Many DB pension schemes are currently enjoying high levels of funding, with approximately three in four schemes in surplus. The Government acknowledged that, while the DB landscape is currently very well-funded, funding can be volatile and could change in the future.

The new funding arrangements and revised DB Funding Code, which came into force in November 2024, underpin this.

Many schemes have been looking to manage the risk of future volatility and secure improvements in funding levels. Additionally, there’s been an increase in buy-ins with insurance providers; reducing the risks schemes are facing.

In this context, there’s potential for trustees to share scheme surplus with sponsoring employers and scheme members. There are, however, currently legislative barriers in place that can make this difficult.

Aim of the consultation

The aim of the consultation was therefore to introduce reforms that jointly benefit sponsoring employers, scheme members and the wider economy and introduce measures to:

  • make the sharing of DB scheme surpluses with employers and scheme members easier, whilst maintaining member security, and
  • establish a Public Sector Consolidator managed by the Pension Protection Fund (PPF) for schemes that are unattractive to commercial consolidators.

The Government has now published its response to the consultation.

What are the key highlights of the Government's response?

Facilitating the release of pension scheme surpluses

The Government recognises that one of the main barriers to releasing surplus is that many scheme rules prohibit trustees from extracting surplus and returning it to the sponsoring employer. The Government will introduce a statutory resolution power for trustees to modify their scheme rules. This will allow schemes to choose to release surplus funds, subject to scheme funding levels.

Funding thresholds

The Government is considering changing the threshold at which trustees are able to share surplus with the sponsoring employer. Changing it from the current ‘buy-out‘ threshold, to a threshold set at full funding on the ‘low dependency’ funding basis.

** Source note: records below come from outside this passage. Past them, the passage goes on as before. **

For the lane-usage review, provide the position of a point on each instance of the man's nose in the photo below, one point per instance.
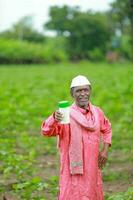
(82, 92)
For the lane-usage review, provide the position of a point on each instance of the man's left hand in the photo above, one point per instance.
(102, 159)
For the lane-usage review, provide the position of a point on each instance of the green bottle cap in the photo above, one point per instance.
(63, 104)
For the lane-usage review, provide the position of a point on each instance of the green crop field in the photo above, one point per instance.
(29, 162)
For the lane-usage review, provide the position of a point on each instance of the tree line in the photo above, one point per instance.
(78, 34)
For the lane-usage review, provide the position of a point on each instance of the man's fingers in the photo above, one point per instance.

Releasing surplus will remain subject to trustee discretion and actuarial certification. Further details regarding funding thresholds will be set out in draft regulations that will be subject to further consultation.

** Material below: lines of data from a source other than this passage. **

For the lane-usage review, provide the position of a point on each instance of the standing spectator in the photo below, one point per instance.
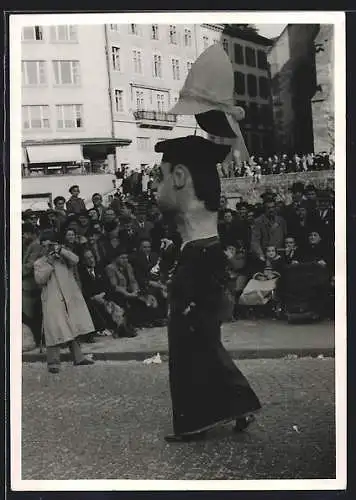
(269, 230)
(105, 313)
(75, 204)
(65, 314)
(31, 299)
(97, 200)
(59, 207)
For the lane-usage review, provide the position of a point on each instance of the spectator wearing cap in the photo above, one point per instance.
(206, 386)
(31, 300)
(97, 200)
(268, 230)
(126, 291)
(105, 313)
(59, 206)
(75, 204)
(65, 313)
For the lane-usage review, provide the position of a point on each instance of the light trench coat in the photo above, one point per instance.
(65, 313)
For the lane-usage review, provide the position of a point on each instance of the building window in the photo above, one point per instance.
(119, 101)
(240, 87)
(65, 33)
(175, 68)
(137, 59)
(157, 66)
(161, 104)
(264, 87)
(187, 38)
(69, 116)
(33, 73)
(115, 57)
(239, 54)
(66, 72)
(254, 114)
(34, 33)
(154, 32)
(35, 117)
(140, 100)
(250, 57)
(133, 29)
(252, 85)
(261, 59)
(143, 144)
(173, 34)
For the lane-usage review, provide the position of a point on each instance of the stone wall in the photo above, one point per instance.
(323, 100)
(280, 184)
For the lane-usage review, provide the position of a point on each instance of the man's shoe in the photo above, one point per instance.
(84, 362)
(185, 438)
(53, 369)
(243, 422)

Section 251 of The Pensions Act 2004 repealed

The Government will repeal the requirement for DB scheme trustees to have passed a resolution before April 2011 to have the power to make a surplus payment from the scheme to the sponsoring employer (and to have issued a notice to members before April 2016).

Surplus repayment taxation

The Government reduced the rate of taxation applicable to surplus repayments to sponsoring employers from 35% to 25% from 6 April 2024. Its aim was to incentivise the release of surplus funds. The Government will continue to keep the taxation of surpluses under review, but considers this level remains ‘balanced and fair’.

Safeguards for members

The Government will amend Section 37 of the Pensions Act 1995 to clarify that trustees must act in accordance with their overarching duties to scheme beneficiaries and must be satisfied that surplus extraction is ‘in the interests’ of the members.

Working with the Pensions Regulator (TPR)

The Government will work with TPR to develop guidance in respect of DB surplus extraction to ensure trustees feel comfortable with releasing surplus.

100% PPF underpin

One of the proposals in the consultation was to allow trustees of DB schemes to opt to pay a higher ‘super levy’ to the PPF. In return, they would receive 100% coverage of scheme liabilities in the event a scheme were to enter the PPF. The Government did not think the proposal was appropriate due to the high cost and moral hazard concerns. It also did not believe it to be necessary to encourage the release of surplus. As such, this proposal has been rejected.

Public sector consolidator

Despite significant funding improvements across the DB landscape, the Government has also acknowledged there remains hundreds of schemes which remain significantly underfunded (75% or less of buyout). They have also stated that there is evidence that some smaller, well-funded schemes have faced challenges in buying out benefits with the commercial market. Although commercial buyout providers will offer a solution for many DB schemes, this may not work for every scheme. However, this is not our experience, as we not only have a 100% completion rate with over 10 buy-in transactions a year for smaller schemes but we typically save our clients at least 10% of the bulk annuity premium.

The Government are, however, continuing to explore what role a government consolidator, administered by the Pension Protection Fund, could play.

Next steps

Issued on 5 June 2025, the Pension Schemes Bill will take forward the DB Surplus flexibility reforms. The Government will undertake further work to better understand the costs and benefits of a government consolidator. This work will take into account the views and perspectives received from the consultation and gather further evidence and insights to understand the implications on DB schemes, employers, and the insurance market.